Antônio Carlos Rodrigues, ex-ministro dos Transportes e presidente do Partido da República (PR), foi levado nesta quinta-feira (30/11) para a Cadeia Pública José Frederico Marques, em Benfica, na zona norte do Rio de Janeiro. Com prisão preventiva decretada Justiça Eleitoral de Campos dos Goytacazes e estava foragido e se entregou à Polícia Federal na terça, 28.

O ex-ministro foi preso no âmbito da Operação Caixa D’Água, deflagrada pela PF no dia 22. Também foram presos na mesma operação os ex-governadores do Rio Anthony e Rosinha Garotinho, que conseguiu da Justiça autorização para cumprir prisão domiciliar com uso de tornozeleira eletrônica.

O presidente do PR e os demais são acusados de crimes de corrupção, concussão, participação em organização criminosa e falsidade na prestação das contas eleitorais. A PF e o Ministério Público Estadual identificaram nas investigações indícios de que a empresa JBS firmou contrato fraudulento com uma empresa de Macaé, também do norte do Rio, para prestação de serviços na área de informática.
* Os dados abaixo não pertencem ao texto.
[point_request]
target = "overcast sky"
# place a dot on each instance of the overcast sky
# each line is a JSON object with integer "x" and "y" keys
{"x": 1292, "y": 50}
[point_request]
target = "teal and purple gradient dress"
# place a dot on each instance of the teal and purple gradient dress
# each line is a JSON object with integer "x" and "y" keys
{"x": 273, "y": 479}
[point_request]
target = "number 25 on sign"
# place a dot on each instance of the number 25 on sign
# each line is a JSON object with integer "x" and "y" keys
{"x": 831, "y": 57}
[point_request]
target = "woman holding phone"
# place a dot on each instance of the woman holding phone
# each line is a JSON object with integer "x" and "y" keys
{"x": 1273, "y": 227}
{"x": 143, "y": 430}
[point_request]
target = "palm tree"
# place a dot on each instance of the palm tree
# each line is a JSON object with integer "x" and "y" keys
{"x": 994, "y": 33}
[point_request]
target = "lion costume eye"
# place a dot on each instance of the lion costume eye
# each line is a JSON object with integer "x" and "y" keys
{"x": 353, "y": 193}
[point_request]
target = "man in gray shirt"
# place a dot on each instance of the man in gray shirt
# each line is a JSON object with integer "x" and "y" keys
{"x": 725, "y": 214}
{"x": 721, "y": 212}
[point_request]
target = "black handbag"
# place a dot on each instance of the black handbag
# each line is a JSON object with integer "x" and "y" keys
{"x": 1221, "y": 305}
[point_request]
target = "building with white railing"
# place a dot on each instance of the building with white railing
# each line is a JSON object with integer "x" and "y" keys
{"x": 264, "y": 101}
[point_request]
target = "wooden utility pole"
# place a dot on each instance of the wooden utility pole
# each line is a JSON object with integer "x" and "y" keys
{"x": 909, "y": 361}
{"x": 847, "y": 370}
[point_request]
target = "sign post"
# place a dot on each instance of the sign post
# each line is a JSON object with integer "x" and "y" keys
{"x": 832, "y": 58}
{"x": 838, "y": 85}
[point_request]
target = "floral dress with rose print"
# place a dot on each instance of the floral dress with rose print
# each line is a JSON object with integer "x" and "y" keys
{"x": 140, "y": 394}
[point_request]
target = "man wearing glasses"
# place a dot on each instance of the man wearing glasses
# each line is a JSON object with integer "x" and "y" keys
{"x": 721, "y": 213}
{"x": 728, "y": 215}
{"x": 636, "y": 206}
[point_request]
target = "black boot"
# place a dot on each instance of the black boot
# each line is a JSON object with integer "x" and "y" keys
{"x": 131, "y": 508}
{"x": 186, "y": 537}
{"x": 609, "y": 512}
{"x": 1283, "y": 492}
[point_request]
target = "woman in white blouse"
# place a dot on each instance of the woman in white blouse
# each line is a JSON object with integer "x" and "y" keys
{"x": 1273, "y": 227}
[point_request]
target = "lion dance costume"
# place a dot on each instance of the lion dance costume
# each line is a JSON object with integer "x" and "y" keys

Ainda de acordo com a Polícia Federal, as investigações apontaram ainda que os serviços não eram efetivamente prestados e que o contrato, de aproximadamente R$ 3 milhões, serviria apenas para o repasse irregular de dinheiro para campanhas eleitorais.

Empresários ouvidos informaram à PF que o ex-governador cobrava propina nas licitações da prefeitura de Campos, exigindo o pagamento para que os contratos fossem honrados pelo município.